Passenger Accused of Claiming to Have Bomb at San Francisco Airport
In a case that could have been torn from the pages of ''How Not To Behave On a Plane, Post-9/11,'' an Oakland man is alleged to have drunkenly challenged a pilot at San Francisco International Airport to a fight and then claimed to be a terrorist with a bomb.
Jurubia Collins, 33, was arrested Tuesday at the airport after yelling and cursing at United Airlines staffers as a flight to Utah was about to take off, San Mateo County prosecutors said.
The pilot ordered him off the plane, and Collins allegedly tried to get him to fight. The pilot refused, and according to prosecutors Collins then said: ''If you are going to treat me like a terrorist, then I'm a terrorist. I have a bomb in my bag.''
Collins was charged with making a false bomb report, a misdemeanor, and could face up to a year in jail if convicted. He made his first court appearance Wednesday, and his bail was set at $15,000.

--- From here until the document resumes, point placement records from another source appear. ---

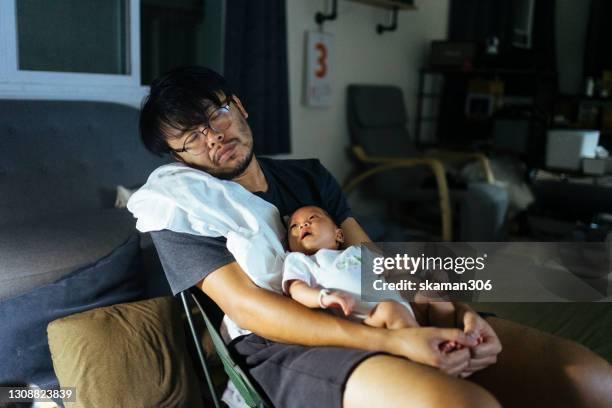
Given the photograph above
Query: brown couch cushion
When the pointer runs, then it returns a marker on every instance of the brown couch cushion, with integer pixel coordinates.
(127, 355)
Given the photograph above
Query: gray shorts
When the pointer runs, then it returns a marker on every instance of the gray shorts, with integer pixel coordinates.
(293, 376)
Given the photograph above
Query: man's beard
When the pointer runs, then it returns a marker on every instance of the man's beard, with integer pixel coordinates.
(235, 172)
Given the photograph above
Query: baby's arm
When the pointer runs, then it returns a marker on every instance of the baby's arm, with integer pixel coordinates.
(317, 298)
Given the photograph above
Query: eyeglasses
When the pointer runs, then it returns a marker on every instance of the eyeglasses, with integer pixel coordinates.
(219, 120)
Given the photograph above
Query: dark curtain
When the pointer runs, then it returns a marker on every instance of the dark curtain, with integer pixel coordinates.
(256, 66)
(598, 47)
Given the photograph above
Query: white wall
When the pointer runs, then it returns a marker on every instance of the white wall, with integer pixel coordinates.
(362, 56)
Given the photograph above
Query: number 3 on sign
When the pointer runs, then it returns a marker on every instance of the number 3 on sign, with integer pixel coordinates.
(319, 63)
(320, 73)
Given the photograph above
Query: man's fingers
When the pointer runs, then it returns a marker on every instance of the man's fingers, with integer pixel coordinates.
(344, 305)
(456, 362)
(480, 363)
(471, 324)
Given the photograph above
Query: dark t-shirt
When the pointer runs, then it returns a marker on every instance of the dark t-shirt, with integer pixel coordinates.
(291, 184)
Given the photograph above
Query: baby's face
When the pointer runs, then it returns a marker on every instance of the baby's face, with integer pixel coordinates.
(311, 229)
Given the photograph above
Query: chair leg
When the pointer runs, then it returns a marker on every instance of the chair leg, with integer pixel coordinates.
(198, 347)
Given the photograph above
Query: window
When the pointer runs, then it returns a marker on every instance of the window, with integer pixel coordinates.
(70, 49)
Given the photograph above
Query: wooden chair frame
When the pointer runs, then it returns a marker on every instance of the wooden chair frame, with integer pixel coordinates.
(434, 161)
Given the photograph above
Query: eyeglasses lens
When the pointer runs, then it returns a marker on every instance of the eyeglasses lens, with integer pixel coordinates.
(221, 119)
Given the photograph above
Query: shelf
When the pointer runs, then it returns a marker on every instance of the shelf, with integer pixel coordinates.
(486, 71)
(388, 4)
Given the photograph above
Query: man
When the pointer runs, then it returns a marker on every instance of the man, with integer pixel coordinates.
(300, 357)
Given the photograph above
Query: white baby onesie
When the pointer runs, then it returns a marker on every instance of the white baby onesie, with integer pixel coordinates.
(332, 269)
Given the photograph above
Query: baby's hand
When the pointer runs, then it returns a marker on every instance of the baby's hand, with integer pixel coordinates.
(340, 300)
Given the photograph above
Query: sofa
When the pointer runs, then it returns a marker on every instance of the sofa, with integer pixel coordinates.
(68, 256)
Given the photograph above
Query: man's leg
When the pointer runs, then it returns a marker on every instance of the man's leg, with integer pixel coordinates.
(389, 381)
(538, 369)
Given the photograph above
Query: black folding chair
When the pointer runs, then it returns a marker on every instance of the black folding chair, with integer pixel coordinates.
(236, 375)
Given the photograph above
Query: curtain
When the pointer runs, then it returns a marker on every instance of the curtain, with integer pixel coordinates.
(256, 66)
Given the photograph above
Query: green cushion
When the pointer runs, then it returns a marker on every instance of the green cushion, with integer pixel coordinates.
(589, 324)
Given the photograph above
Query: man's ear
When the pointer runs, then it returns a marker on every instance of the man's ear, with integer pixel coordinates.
(176, 157)
(240, 106)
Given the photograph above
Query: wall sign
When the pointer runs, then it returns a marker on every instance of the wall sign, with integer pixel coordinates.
(319, 72)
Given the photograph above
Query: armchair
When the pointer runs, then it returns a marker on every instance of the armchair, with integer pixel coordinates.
(384, 154)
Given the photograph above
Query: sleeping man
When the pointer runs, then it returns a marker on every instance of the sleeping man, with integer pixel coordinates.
(302, 358)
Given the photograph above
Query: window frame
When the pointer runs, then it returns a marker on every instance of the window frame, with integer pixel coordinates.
(27, 83)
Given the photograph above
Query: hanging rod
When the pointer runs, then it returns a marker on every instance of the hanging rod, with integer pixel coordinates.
(320, 18)
(381, 28)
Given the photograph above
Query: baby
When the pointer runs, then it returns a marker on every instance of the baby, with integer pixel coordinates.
(318, 274)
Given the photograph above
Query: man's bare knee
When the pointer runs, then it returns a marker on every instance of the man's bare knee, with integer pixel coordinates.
(588, 378)
(396, 382)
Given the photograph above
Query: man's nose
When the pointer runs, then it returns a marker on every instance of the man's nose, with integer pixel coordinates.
(213, 138)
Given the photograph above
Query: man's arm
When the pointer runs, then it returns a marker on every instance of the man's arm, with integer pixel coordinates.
(281, 319)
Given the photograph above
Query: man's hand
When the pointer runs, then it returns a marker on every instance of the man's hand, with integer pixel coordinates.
(339, 299)
(426, 345)
(488, 345)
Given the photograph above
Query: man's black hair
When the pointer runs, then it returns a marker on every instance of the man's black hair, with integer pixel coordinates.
(179, 99)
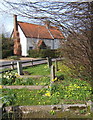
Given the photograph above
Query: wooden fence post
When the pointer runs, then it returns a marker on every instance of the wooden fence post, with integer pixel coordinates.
(56, 66)
(19, 68)
(52, 75)
(49, 61)
(32, 62)
(12, 65)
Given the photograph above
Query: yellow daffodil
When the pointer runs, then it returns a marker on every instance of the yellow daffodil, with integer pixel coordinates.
(48, 93)
(0, 86)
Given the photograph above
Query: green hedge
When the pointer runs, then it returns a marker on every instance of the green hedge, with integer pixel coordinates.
(6, 53)
(43, 53)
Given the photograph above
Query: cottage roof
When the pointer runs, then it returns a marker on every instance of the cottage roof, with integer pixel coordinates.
(38, 31)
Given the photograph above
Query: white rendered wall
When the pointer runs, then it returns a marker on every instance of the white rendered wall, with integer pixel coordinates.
(23, 42)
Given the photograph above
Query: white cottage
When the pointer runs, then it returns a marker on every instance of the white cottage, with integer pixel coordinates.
(29, 36)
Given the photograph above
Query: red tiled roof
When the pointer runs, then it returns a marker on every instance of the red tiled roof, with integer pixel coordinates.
(41, 42)
(38, 31)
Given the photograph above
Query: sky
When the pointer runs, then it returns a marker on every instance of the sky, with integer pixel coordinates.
(6, 19)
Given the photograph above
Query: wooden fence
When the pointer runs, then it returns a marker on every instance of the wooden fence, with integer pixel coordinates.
(13, 65)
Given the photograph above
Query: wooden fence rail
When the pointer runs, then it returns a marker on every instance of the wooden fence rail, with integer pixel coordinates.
(13, 65)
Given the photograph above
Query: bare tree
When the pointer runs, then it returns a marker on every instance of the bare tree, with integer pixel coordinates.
(75, 20)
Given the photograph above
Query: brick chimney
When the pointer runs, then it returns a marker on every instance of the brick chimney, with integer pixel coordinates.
(47, 23)
(17, 45)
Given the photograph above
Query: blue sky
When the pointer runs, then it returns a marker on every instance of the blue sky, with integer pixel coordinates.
(6, 20)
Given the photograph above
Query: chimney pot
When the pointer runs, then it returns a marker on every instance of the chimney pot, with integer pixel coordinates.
(15, 23)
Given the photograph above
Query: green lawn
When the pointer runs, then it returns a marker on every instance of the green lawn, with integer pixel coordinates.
(66, 90)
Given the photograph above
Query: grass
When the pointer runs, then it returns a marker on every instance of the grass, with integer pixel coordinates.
(66, 90)
(38, 70)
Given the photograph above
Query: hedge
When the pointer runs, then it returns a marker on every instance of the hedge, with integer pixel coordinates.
(43, 53)
(6, 53)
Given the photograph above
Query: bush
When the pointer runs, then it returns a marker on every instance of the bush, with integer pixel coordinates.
(14, 57)
(43, 53)
(6, 53)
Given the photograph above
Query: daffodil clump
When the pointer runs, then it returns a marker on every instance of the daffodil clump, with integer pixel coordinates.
(53, 80)
(9, 77)
(1, 87)
(47, 93)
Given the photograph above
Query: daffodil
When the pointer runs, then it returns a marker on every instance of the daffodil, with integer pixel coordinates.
(48, 93)
(0, 86)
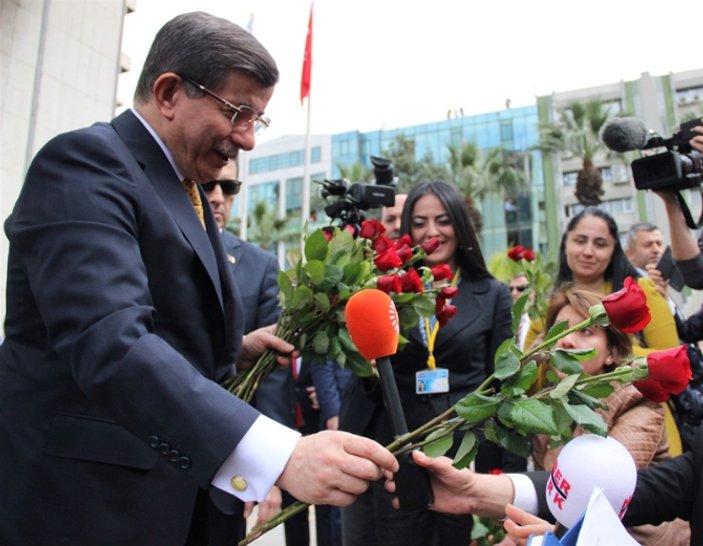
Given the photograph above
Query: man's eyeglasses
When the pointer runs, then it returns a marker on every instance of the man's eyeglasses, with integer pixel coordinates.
(243, 116)
(229, 187)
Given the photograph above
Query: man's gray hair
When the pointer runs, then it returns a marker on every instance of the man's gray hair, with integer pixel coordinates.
(206, 49)
(635, 229)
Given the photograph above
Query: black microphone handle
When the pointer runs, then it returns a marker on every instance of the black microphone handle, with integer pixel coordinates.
(391, 396)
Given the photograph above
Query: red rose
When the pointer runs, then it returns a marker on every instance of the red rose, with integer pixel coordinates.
(370, 229)
(441, 272)
(447, 312)
(389, 283)
(388, 260)
(669, 373)
(627, 308)
(411, 282)
(405, 253)
(430, 246)
(516, 253)
(404, 240)
(382, 243)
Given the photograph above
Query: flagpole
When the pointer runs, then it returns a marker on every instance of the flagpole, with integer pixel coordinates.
(305, 81)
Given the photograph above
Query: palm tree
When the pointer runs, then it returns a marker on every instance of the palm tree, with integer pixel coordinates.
(477, 174)
(577, 132)
(265, 229)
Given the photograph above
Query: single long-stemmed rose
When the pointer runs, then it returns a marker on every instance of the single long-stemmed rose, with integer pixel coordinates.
(509, 415)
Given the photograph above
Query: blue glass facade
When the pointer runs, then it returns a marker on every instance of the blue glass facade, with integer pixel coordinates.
(505, 222)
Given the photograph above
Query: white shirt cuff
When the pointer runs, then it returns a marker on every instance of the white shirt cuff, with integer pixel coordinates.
(257, 461)
(525, 493)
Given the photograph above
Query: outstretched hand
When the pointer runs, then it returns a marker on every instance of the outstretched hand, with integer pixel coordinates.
(520, 525)
(462, 491)
(255, 343)
(333, 467)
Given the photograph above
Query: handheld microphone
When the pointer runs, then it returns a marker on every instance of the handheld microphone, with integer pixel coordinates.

The U.S. Department of Transportation has not compiled figures for how often airline passengers have been arrested for making false bomb reports since the Sept. 11, 2001, terrorist attacks. But in the decade before the attacks, an average of 58 people a year were arrested on such charges nationwide, government statistics show.
The federal Transportation Safety Administration takes bomb threats extremely seriously, said spokeswoman Jennifer Pippen. "It's very difficult to decipher what's a joke and what's not in this post-9/11 world," she said.